Together, they are up against big business, legislation, the courts, a provincial government and, to some extent, a widespread impatience with native blockades that, in the case of Sharbot Lake, has also set whites against whites.

It was a white, actually, who first sounded the alarm here. Frank Morrison, who owns a large tract of management forest, found disturbing signs of prospecting activity - including provincial-issued tags - on what he thought was protected land. When Morrison complained, he discovered he had no say in the matter. Ontario legislation more than a century old gave mining operations free entry onto his land to explore, with the landowner having no claim whatsoever on the mineral rights that lie below the surface.

The Algonquins also discovered similar activity on territory for which they had a massive land claim - land that stretched all the way from Sharbot Lake to Parliament Hill and beyond.

The aboriginal groups moved quickly to protest, the non-natives less quickly. The whites toyed with calling themselves some variation of "Frontenac Uranium Committee" but abandoned this when a member suggested the acronym might prove embarrassing. Instead, they began calling themselves the "Mississippi Watershed Settlers" and now claim to number around a thousand.

Settlers and natives against the government.

The potential area for exploration, they discovered, covered a vast watershed that included the nearby Mississippi, Madawaska, Ottawa and Gatineau rivers - essentially the Algonquin land claim - as well as the entire Rideau River/Canal system that was recently named a UNESCO World Heritage site.

John Kittle was worried about more than what some other locals accused him of - a predictable not-in-my-backyard reaction to needed development - in that he had once worked in a laboratory investigating the mysterious properties of uranium. It bothered him that the legislation that permits such exploration predated any real understanding of uranium's potential powers and health threats.

Frontenac Ventures was well within its rights to explore, according to the law of the land. After the blockade went up, the prospector turned to the courts to gain an order that would put an end to the blockade. The provincial police, however, perhaps unwilling to tempt another standoff incident, chose to use discretion and not fully execute the order. Lawsuits flew back and forth, a Mohawk Warrior flag continued to fly at the site, one of the settlers went on a dramatic hunger strike, and everything more or less ground to today's standstill.

The desire to find uranium is obvious in that its price at times makes oil look a slacker. The natives, however, say mining companies have no rights on a land claim that has yet to be settled. And the settlers say there is simply no need for more Canadian uranium, given the mines in northern Saskatchewan and current stockpiles.

They also warn about threats to health, saying mining will produce tailings, cause the release of radon gas - identified by Health Canada as the No. 1 cause of lung cancer after smoking - and possibly endanger area water tables.

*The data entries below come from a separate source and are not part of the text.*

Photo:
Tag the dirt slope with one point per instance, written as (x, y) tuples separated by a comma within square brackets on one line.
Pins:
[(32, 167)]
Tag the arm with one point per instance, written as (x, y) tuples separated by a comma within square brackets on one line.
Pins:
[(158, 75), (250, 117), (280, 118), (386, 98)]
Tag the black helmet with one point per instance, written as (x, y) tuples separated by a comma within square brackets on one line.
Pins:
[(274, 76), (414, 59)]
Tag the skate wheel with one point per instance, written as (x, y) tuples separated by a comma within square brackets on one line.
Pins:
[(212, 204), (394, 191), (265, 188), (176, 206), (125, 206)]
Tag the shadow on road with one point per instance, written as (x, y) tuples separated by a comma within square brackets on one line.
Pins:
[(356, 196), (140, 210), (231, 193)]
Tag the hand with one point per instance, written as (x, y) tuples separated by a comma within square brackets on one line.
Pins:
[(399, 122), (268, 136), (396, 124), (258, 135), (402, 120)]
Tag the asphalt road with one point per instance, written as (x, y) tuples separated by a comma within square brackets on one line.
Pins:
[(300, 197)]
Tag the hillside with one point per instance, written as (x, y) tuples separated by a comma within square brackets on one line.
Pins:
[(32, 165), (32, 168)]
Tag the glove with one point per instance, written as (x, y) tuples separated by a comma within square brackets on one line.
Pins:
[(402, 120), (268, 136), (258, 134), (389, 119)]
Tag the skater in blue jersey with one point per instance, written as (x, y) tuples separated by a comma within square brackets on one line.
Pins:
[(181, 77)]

The curious thing is that John Kittle, the reluctant activist, isn't even a fanatical opponent of nuclear energy, which so many in the global warming debate see as the best possible solution when it comes to eliminating the burning of fossil fuels for energy needs.

"I'm a 50-per-cent supporter," he says. He considers nuclear energy "dirty from end to end," from mining to disposal, but he also knows it might be a necessary evil if society is going to be able to move from traditional sources to cleaner energy sources such as wind and solar power.

"The thing is," he says, "no matter what your views, you don't have to mine this uranium."

Increasingly, he is finding agreement among area municipal councils, including the City of Kingston. This week, his group will launch its own legal action against the province of Ontario.

It is all enough to make you think that, despite Environment Canada's frigid predictions, things are only starting to heat up.